Although the cut-off index differs, depending on the sort of drugs being evaluated by DLST, values of more than 200% have been regarded as positive reactions. The SI was 554% for epinephrine hydrochloride and 496% for epinephrine bitartrate in case 1, and was 679% for epinephrine bitartrate in case 2.

Although the first and second trial of DLST did not reveal significant responses in case 1, positive responses were obtained in the third DLST. It is thought that interaction of each component might mask lymphocyte activity, though the mechanism is unknown.

In the present cases, skin testing was not performed for epinephrine compounds, but for the complete compound epinephrine. DLST was used to test for allergies to epinephrine compounds. Though DLST is appropriate for delayed-type hypersensitivity, it may also be indicated for immediate-type allergic reactions. Once in vivo patch and skin tests have been conducted for epinephrine compounds, DLST should be employed as an in vitro test. Furthermore, if these tests had been performed on the 2 patients using the same testing protocol, the results would have been more likely to clearly show which compound in the epinephrine preparation caused the allergic reaction (Phenergan 25 mg is an antihistamine). However, the skin tests were performed at multiple appointments in case 1 and at a single appointment in case 2. All allergy tests should have been performed in the same order at uniform intervals in both patients.

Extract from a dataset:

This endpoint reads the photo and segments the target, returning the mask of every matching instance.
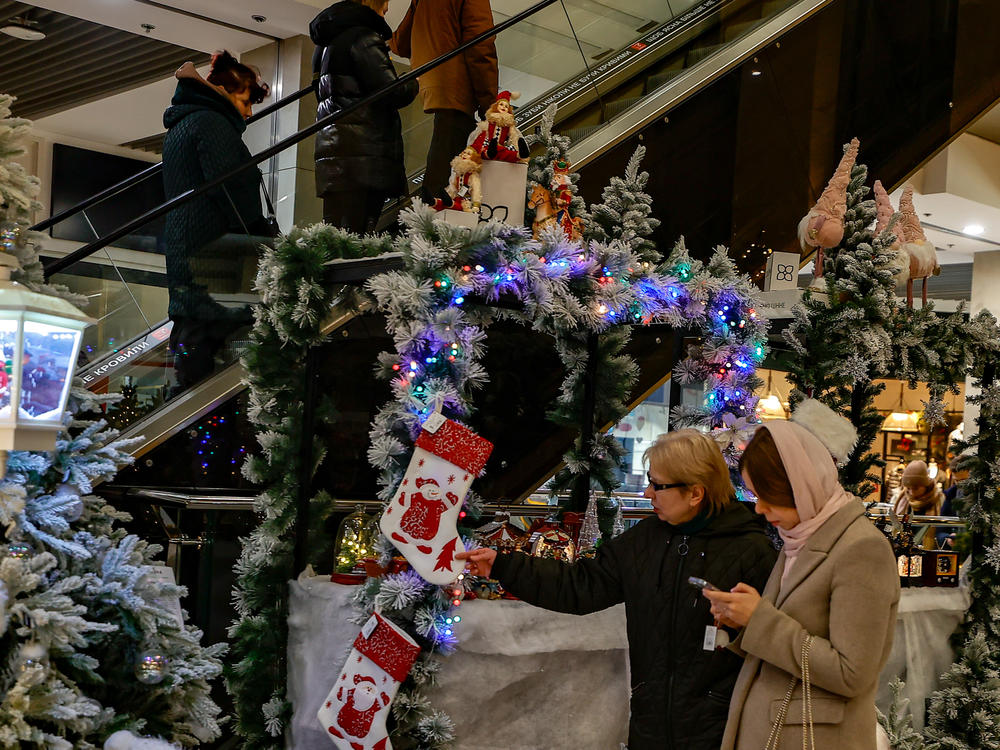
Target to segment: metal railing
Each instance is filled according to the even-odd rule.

If the specific antibody to epinephrine preparation and the sensitized T lymphocyte could be detected in our patients, a more decisive diagnosis could be made. Unfortunately we could not perform this test because of the difficulty in collecting serum-specific antibody.

Because antibodies to epinephrine antibody may have been produced in these cases, ELISA and membrane-capture testing should have been performed for a definitive diagnosis.

Nonetheless, DLST in vitro may be a useful and safe method in the dental clinic setting to detect substances that cause adverse effects by local anesthetic with epinephrine.

As clinicians, we should be aware and cautious of occurrences of exogenous epinephrine-induced allergic reaction when using local anesthetics for dental treatment (Generic Naprosyn is used to treat dental pain).